Galois means here that if we denote with $G$ the automorphism group of $X$ over $S$ then the quotient $X/G$ exists and the natural morphism $X/G \to S $ is an isomorphism.
While the discussion there occured two points making me curious:
Firstly, @user52991 question if one start with exact sequence
$$0\rightarrow F'\rightarrow F\rightarrow F''\rightarrow 0$$
of coherent sheaves on $X$ and applying the pushforward $f_*$ gives an short exact, (since $f$ finite !) sequence
$$0 \rightarrow f_*F'\rightarrow f_*F\rightarrow f_*F''\rightarrow 0$$
over $S= X/G$.
My first question is how and why does $G$ act on these pushforward sheaves explicitely?
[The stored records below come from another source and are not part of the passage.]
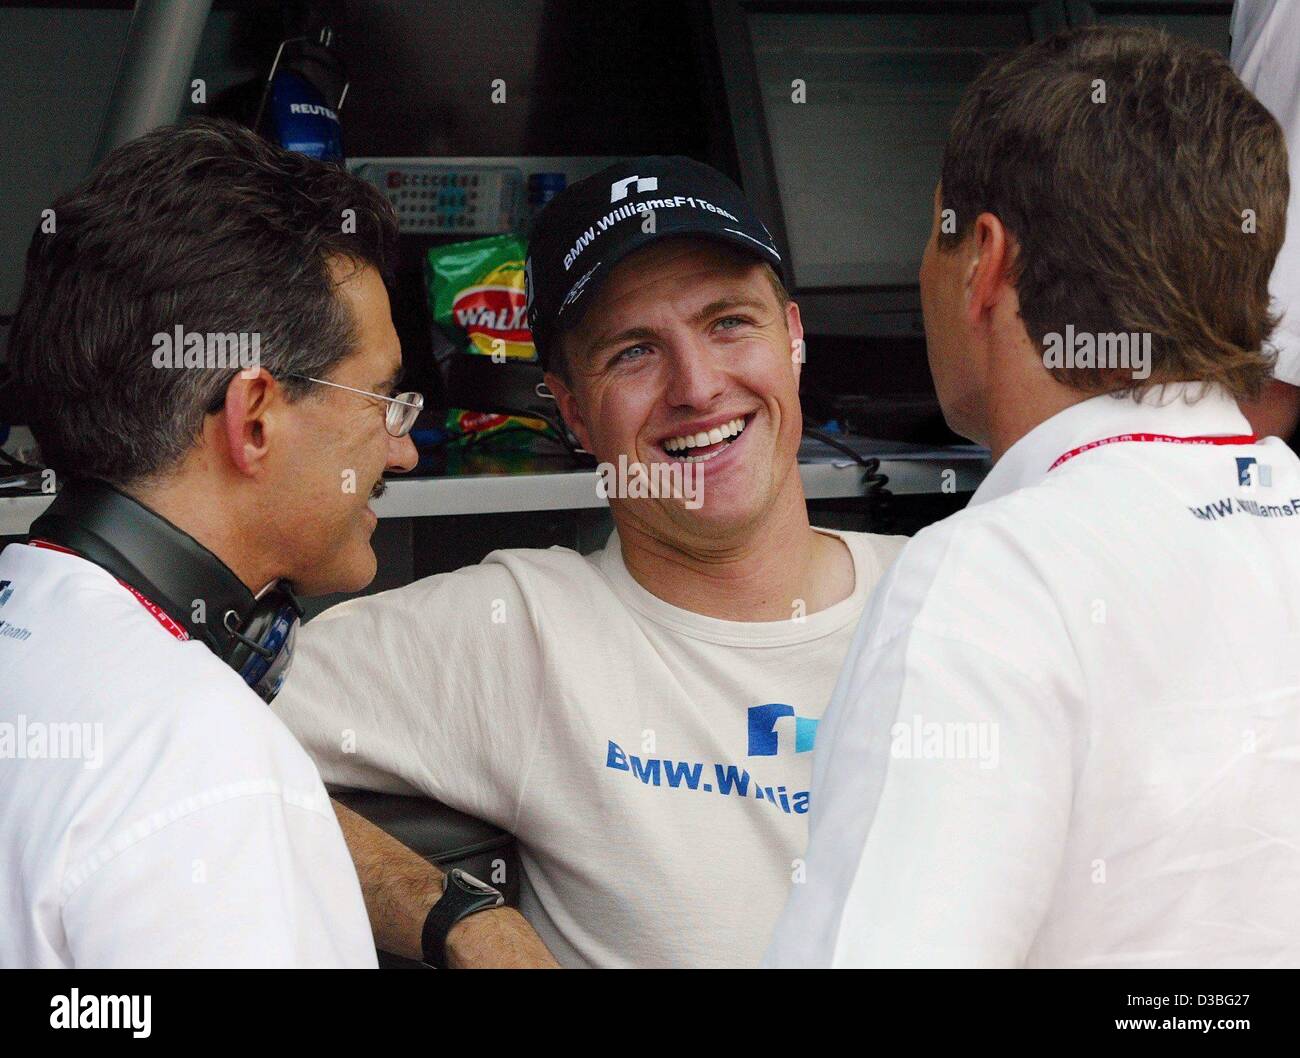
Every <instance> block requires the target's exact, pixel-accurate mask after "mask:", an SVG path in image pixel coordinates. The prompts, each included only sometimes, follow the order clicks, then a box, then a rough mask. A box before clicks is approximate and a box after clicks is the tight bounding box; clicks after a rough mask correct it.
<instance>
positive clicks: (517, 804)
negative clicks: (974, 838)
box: [273, 533, 906, 967]
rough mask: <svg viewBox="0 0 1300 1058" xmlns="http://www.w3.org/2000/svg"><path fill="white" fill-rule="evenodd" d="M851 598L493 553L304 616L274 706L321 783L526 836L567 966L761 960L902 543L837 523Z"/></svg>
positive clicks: (608, 544) (537, 873) (523, 850)
mask: <svg viewBox="0 0 1300 1058" xmlns="http://www.w3.org/2000/svg"><path fill="white" fill-rule="evenodd" d="M833 535H839V537H841V538H842V539H844V542H845V543H846V545H848V547H849V548H850V551H852V554H853V560H854V567H855V571H857V581H855V587H854V593H853V595H852V597H849V598H848V599H844V600H842V602H840V603H837V604H835V606H832V607H829V608H827V610H823V611H820V612H816V613H809V615H806V616H802V617H801V615H800V613H798V608H797V603H796V602H794V600H792V602H790V610H792V619H790V620H779V621H758V623H744V621H724V620H718V619H714V617H706V616H701V615H698V613H693V612H689V611H686V610H681V608H679V607H675V606H671V604H668V603H666V602H663V600H662V599H659V598H656V597H655V595H651V594H650V593H649V591H646V590H645V589H642V587H641V586H640V585H638V584H637V582H636V581H634V580H633V578H632V576H630V574H629V573H628V571H627V568H625V567H624V564H623V556H621V550H620V545H619V541H617V535H616V534H615V535H612V537H611V538H610V542H608V543H607V545H606V547H604V548H603V550H601V551H597V552H595V554H591V555H586V556H584V555H580V554H577V552H575V551H571V550H567V548H560V547H552V548H550V550H510V551H495V552H493V554H491V555H489V556H487V558H486V559H485V560H484V561H482V563H481V564H478V565H474V567H469V568H465V569H459V571H456V572H454V573H443V574H439V576H434V577H428V578H425V580H421V581H417V582H415V584H411V585H407V586H406V587H400V589H396V590H394V591H385V593H382V594H377V595H370V597H368V598H363V599H354V600H350V602H347V603H343V604H341V606H337V607H334V608H333V610H329V611H326V612H325V613H322V615H320V616H318V617H317V619H315V620H313V621H311V623H308V624H307V625H304V626H303V629H302V630H300V636H299V641H298V651H296V654H295V659H294V668H292V671H291V673H290V676H289V678H287V681H286V685H285V689H283V690H282V691H281V694H279V697H278V698H277V699H276V702H274V706H273V707H274V710H276V711H277V712H278V714H279V715H281V716H282V717H283V720H285V721H286V723H287V724H289V727H290V729H292V730H294V733H295V734H298V737H299V738H300V740H302V742H303V745H304V746H307V749H308V751H309V753H311V754H312V755H313V756H315V759H316V760H317V763H318V766H320V768H321V772H322V775H324V776H325V780H326V781H328V782H333V784H338V785H346V786H356V788H364V789H376V790H387V792H390V793H421V794H426V795H429V797H433V798H435V799H438V801H441V802H443V803H446V805H450V806H452V807H455V808H459V810H461V811H465V812H468V814H471V815H474V816H478V818H481V819H486V820H490V821H491V823H495V824H498V825H500V827H503V828H506V829H507V831H510V832H511V833H513V834H515V836H516V837H517V840H519V846H520V857H521V860H523V866H524V872H525V877H524V879H523V896H521V910H523V911H524V914H525V915H526V916H528V919H529V920H530V922H532V923H533V925H534V928H536V929H537V931H538V933H539V935H541V937H542V940H543V941H545V942H546V944H547V946H549V948H550V949H551V951H554V953H555V955H556V958H558V959H559V961H560V962H562V963H564V964H567V966H602V967H617V966H653V967H676V966H754V964H757V963H758V961H759V957H761V955H762V953H763V948H764V945H766V944H767V940H768V937H770V935H771V931H772V927H774V924H775V922H776V918H777V914H779V912H780V910H781V906H783V903H784V901H785V896H787V892H788V889H789V886H790V883H792V877H797V876H798V875H800V872H801V863H800V857H801V855H802V851H803V846H805V842H806V838H807V810H809V794H807V790H809V781H810V777H811V772H810V762H811V756H813V754H811V750H813V745H814V741H815V737H816V725H818V720H819V719H820V716H822V710H823V708H824V706H826V703H827V702H829V699H831V693H832V690H833V688H835V681H836V675H837V673H839V671H840V664H841V662H842V660H844V656H845V652H846V650H848V646H849V642H850V638H852V636H853V630H854V626H855V625H857V621H858V617H859V615H861V613H862V610H863V604H865V603H866V600H867V595H868V593H870V591H871V589H872V586H874V585H875V584H876V581H878V580H879V578H880V576H881V573H883V572H884V569H885V567H887V565H888V564H889V563H891V561H892V560H893V558H894V555H896V554H897V552H898V551H900V550H901V547H902V545H904V543H905V542H906V538H904V537H881V535H868V534H862V533H835V534H833Z"/></svg>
The cruical point is how does it act on local sections $f_*F(U)$? And second question:
If we were able to answer that the $G$-action is welldefined on the sheaves above then we can indeed deride the functor of invariants $E \to E^G$. And there ocured the question of this functor is exact.
@Mohan explained that the exactness is based on Hilbert 90 thm. Could anybody explain this argument a bit more how Hilbert 90 is inveolved in the problem?